Immunoglobulin family tyrosine-based activation motifs (ITAM), which define the conserved signaling sequence EX(2)YX(2)L/IX(7)YX(2)L/I, couple the T cell antigen receptor (TCR) to cellular proteins including protein tyrosine kinases (PTK) and adapter molecules. The TCR is a multichain complex with four invariant chains CD3 gamma, delta and epsilon that each contain a single ITAM and the TCR zeta chain that contains three ITAM. The present study explores the protein interactions of the doubly phosphorylated CD3 gamma, delta, epsilon ITAM to determine whether they have common or unique biochemical properties. The data show that the doubly phosphorylated ITAM all bind the PTK ZAP-70, but the ITAM also variably bind the PTK p59fyn and the adapters She.
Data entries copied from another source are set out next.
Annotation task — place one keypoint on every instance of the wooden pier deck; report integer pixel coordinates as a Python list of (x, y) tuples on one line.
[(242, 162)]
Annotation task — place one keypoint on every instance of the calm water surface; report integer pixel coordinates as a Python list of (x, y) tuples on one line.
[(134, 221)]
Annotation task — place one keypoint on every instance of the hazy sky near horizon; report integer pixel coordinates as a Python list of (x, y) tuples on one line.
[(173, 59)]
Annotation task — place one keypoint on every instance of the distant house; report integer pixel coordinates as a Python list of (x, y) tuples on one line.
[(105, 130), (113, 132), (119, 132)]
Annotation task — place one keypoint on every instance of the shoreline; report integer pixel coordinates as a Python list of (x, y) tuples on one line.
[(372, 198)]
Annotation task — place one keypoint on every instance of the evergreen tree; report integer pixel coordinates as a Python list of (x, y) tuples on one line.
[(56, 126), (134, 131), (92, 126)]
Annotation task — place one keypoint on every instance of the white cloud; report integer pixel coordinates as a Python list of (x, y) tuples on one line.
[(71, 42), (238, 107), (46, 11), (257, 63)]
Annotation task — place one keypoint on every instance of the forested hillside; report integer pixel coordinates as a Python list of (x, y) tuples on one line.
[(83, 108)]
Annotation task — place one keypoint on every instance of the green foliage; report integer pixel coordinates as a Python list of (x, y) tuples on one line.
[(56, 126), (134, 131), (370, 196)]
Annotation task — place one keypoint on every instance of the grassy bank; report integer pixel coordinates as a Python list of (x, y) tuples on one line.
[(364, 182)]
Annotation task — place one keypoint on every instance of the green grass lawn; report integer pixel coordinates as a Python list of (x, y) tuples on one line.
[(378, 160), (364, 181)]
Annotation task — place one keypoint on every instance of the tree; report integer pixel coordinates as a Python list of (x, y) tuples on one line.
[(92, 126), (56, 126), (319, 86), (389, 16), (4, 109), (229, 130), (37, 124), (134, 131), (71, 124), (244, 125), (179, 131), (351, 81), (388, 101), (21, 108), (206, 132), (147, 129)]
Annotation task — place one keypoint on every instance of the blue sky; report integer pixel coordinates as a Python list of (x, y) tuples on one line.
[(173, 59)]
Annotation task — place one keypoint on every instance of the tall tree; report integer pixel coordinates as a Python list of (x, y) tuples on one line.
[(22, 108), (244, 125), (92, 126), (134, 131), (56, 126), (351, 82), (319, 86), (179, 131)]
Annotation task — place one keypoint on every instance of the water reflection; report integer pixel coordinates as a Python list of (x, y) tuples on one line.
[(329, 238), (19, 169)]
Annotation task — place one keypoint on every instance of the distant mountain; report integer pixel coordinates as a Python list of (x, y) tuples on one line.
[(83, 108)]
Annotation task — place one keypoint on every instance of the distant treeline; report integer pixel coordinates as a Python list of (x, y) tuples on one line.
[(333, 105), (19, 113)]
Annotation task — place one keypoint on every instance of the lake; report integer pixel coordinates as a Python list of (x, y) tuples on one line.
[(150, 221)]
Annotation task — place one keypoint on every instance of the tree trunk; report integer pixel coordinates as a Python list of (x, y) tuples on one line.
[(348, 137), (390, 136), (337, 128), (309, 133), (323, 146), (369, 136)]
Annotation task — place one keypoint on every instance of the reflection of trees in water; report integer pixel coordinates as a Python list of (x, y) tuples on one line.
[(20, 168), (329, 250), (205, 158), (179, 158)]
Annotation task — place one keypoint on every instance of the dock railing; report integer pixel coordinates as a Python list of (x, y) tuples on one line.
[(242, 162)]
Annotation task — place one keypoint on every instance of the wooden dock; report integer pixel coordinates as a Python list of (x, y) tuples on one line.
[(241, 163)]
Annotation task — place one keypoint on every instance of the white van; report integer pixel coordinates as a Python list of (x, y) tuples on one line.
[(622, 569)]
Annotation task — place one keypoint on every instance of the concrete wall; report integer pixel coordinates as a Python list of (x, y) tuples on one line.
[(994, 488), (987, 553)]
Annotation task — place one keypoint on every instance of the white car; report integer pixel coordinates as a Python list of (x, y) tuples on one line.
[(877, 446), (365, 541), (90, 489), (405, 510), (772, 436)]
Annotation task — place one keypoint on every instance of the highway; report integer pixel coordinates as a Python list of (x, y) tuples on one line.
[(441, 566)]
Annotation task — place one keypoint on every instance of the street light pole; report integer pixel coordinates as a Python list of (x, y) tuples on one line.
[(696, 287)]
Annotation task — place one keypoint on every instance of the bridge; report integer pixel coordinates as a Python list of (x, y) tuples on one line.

Grb-2 and the p85 regulatory subunit of phosphoinositol 3' kinase. The CD3 and zeta ITAM display a hierarchy of ZAP-70 binding: zeta 1 = gamma = delta > zeta 3 > zeta 2 = epsilon. Shc, Grb-2 and p85 could bind the zeta ITAM and the CD3 gamma and delta ITAM, but not the CD3 epsilon ITAM. There were also subtle differences in the hierarchy of reactivity of these adapters for the CD3 gamma,delta and zeta ITAM that show that the zeta, CD3 gamma, delta and epsilon ITAM have different binding properties. The present study thus shows that the different ITAM of the TCR/CD3 complex can interact with different cytosolic effectors, indicating that differential ITAM phosphorylation during T cell activation could be a mechanism to generate signaling diversity by the TCR complex.